With the best intentions in the world, however, a headmaster cannot make a row about a thing unless he is given a reasonable amount of time to make it in. The concert being on the last evening of term, there was only a single morning before the summer holidays, and that morning was occupied with the prize-giving. The school assembled at ten o'clock with a shadowy hope that this prize-day would be more exciting than the general run of prize-days, but they were disappointed. The function passed off without sensation. The headmaster did not denounce the school in an impassioned speech from the dais. He did not refer to the events of the previous evening. At the same time, his demeanour was far from jovial. It lacked that rollicking bonhomie which we like to see in headmasters on prize-day. It was evident to the most casual observer that the affair was not closed. The school would have to pay the bill sooner or later. But eight weeks would elapse before the day of reckoning, which was a comforting thought.

The last prize was handed over to its rightful owner. The last and dullest vote of thanks had been proposed by the last and dullest member of the board of governors. The Bishop of Rumtifoo (who had been selected this year to distribute the prizes) had worked off his seventy minutes' speech (inaudible, of course, as usual), and was feeling much easier. The term had been formally declared at an end, and those members of the school corps who were going to camp were beginning to assemble in front of the buildings.

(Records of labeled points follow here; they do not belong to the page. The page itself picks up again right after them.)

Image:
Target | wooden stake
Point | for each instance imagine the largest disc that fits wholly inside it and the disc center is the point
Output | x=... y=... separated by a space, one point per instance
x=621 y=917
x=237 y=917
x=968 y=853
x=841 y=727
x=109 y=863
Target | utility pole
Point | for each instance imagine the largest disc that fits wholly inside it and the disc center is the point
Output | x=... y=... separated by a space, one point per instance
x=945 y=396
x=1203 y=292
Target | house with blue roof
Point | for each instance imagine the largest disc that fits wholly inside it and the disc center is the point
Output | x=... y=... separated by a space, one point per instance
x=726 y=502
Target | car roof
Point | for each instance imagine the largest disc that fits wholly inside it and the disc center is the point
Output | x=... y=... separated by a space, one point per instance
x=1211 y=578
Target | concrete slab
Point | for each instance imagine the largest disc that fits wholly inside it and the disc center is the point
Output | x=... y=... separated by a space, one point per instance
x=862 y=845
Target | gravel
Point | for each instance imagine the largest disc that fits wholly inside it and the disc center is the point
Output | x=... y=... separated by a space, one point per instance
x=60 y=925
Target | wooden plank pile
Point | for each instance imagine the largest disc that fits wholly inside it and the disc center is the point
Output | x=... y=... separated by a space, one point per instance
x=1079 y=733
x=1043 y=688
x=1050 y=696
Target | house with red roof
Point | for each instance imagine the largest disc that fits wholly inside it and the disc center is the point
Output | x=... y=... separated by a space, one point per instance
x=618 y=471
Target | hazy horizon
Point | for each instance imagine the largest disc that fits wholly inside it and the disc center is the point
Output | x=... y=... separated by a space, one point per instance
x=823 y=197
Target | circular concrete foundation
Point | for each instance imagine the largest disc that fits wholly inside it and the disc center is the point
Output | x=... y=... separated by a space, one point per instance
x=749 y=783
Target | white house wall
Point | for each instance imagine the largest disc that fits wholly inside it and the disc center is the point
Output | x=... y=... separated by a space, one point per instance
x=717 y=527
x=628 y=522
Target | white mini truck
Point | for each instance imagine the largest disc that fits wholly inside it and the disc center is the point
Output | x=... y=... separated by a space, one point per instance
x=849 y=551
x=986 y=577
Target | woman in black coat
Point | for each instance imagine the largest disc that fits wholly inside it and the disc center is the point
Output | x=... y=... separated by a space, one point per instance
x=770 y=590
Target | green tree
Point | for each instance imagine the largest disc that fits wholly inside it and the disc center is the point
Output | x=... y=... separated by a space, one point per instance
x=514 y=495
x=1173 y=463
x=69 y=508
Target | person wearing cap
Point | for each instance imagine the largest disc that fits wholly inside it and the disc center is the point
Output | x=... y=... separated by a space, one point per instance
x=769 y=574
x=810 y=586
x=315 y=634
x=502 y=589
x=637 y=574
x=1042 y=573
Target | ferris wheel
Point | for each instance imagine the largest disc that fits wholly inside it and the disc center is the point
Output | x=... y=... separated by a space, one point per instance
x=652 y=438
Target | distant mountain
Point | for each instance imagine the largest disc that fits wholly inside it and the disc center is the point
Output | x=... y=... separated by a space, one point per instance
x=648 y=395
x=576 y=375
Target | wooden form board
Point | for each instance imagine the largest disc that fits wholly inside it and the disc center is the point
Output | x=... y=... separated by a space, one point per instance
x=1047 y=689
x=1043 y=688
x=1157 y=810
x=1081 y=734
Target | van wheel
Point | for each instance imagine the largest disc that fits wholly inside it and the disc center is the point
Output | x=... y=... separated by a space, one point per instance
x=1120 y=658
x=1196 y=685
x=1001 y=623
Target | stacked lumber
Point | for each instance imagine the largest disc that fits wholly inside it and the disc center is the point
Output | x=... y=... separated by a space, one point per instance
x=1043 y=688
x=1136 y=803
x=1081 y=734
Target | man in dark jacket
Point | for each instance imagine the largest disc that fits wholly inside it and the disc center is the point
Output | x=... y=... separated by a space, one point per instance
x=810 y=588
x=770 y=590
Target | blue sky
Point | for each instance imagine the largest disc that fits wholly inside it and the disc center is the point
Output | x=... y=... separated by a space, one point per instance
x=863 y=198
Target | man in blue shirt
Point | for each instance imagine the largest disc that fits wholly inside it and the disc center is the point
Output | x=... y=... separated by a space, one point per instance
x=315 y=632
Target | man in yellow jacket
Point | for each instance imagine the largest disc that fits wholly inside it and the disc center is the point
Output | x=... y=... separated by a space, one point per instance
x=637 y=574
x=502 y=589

"I wonder why it always takes about three hours to get us off to the station," said Jimmy Silver. "I've been to camp two years now, and there's always been this rotting about in the grounds before we start. Nobody's likely to turn up to inspect us for the next hour or so. If any gent cares to put in a modest ginger-beer at the shop, I'm with him."

"I don't see why we shouldn't," said Kennedy. He had seen Fenn go into the shop, and wished to talk to him. He had not seen him after the concert, and he thought it would be interesting to know how Kay had taken it, and what his comments had been on meeting Fenn in the house that night.

Fenn had not much to say.

"He was rather worried," he said, grinning as if the recollection of the interview amused him. "But he couldn't do anything. Of course, there'll be a row next term, but it can't be helped."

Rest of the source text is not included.